Title: Carb Floats (or, Beating a Dead Horse)
Post by: pres589 on September 13, 2006, 07:47:04 AM
Didn't see this question clearly answered anywhere through searching so here it goes; GS is barfing fuel back through the K&N filter on my bike.  Rebuilt the carbs a couple weeks ago, put 300 miles on the thing, and now the bike is pissing fuel out of one of the carbs.  Haven't had time to pull the filter and see which one is doing it, will check that tonight.

My questions are; can I change float height & drop without pulling the carbs off the motor?  Also, what are some hints, tricks, rules of thumb, or cheats to set the float drop correctly?  I've no experience with side-draft carbs like these Mikuni's, although I do have some auto experience with carbs and hated dealing with the floats in all situations.  So anything that you all want to share about this aspect of the GS would be swell.  Note the jetting I'm using in my sig if that has much impact on the situation.
Title: Re: Carb Floats (or, Beating a Dead Horse)
Post by: mjn12 on September 13, 2006, 07:59:45 AM
I'm no expert but I've been messing wth my floats the past few days trying to get my carbs tuned.

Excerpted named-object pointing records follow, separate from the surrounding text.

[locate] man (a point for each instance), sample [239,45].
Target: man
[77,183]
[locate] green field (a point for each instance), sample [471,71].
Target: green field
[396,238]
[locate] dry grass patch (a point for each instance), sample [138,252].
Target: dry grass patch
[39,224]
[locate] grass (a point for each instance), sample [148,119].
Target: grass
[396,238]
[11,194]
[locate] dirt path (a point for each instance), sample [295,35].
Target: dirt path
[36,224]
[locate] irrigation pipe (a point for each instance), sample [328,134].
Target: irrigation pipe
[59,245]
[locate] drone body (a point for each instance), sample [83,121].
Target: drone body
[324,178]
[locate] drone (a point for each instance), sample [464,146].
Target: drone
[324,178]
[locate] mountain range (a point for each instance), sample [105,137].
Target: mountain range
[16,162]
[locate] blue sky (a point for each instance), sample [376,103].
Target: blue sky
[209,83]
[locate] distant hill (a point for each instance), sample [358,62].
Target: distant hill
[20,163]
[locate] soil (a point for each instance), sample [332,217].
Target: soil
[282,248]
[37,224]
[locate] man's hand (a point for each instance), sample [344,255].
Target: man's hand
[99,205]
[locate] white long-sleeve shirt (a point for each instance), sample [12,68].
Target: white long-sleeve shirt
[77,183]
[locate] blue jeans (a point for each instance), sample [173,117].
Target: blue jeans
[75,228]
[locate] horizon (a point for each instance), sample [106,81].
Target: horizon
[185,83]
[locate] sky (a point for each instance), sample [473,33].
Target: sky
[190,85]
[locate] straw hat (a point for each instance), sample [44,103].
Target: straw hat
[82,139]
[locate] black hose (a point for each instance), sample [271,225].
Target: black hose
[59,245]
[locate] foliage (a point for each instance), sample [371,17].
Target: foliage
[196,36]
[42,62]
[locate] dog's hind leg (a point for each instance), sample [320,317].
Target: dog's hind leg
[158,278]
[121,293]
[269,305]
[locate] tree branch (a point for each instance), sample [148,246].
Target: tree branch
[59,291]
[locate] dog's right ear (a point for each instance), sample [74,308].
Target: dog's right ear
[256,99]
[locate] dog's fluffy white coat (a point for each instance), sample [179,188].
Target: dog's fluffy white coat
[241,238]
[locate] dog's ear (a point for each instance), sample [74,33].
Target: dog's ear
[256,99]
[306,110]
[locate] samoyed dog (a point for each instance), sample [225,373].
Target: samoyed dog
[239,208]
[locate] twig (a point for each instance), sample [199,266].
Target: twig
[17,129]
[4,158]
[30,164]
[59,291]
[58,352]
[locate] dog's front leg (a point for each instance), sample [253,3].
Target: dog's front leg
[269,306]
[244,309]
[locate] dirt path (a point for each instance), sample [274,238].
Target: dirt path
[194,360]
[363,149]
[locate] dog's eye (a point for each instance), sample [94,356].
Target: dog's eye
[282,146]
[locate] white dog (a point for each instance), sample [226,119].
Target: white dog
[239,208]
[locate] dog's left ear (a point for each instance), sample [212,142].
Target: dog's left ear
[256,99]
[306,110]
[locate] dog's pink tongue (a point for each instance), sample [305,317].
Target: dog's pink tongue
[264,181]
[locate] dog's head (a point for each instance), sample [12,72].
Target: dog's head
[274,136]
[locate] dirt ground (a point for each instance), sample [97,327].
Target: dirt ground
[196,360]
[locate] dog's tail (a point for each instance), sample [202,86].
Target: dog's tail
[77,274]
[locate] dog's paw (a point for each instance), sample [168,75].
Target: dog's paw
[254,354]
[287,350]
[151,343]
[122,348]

It is *possible* to adjust the float levels with the carbs on the bike but it would take a 90 degree screw driver to remove the bowls the bowls.  I've found that its really just as easy to take the carbs off so you're not working in such tight quarters.

As for tricks -- just search the forum for float levels and look at the clymer manual page that a few of the posts link to. That will show you how to set them by measuring them with the carbs off the bike.  You can also look in the how-to section of the site for a quick way to check the float levels using a short piece of clear tubing that doesn't require you to pull the carbs.
Using the method in the manual page, from what I've gathered the floats should be set to 14.6 +/- 1mm from the gasket surface on the carb body (manual page doesn't give you the measurement, just the method).

Also, I'd reccomend finding /making an auxillary tank to tune the carbs with. I found a large funnel with a cap on top and a tube with a shutoff valve on the end for $5 at Pep Boys.  I plug this into my main fuel line instead of replacing the tank while I'm checking my adjustments This way you save a lot of time not having to deal with taking the tank on and off while you're tuning.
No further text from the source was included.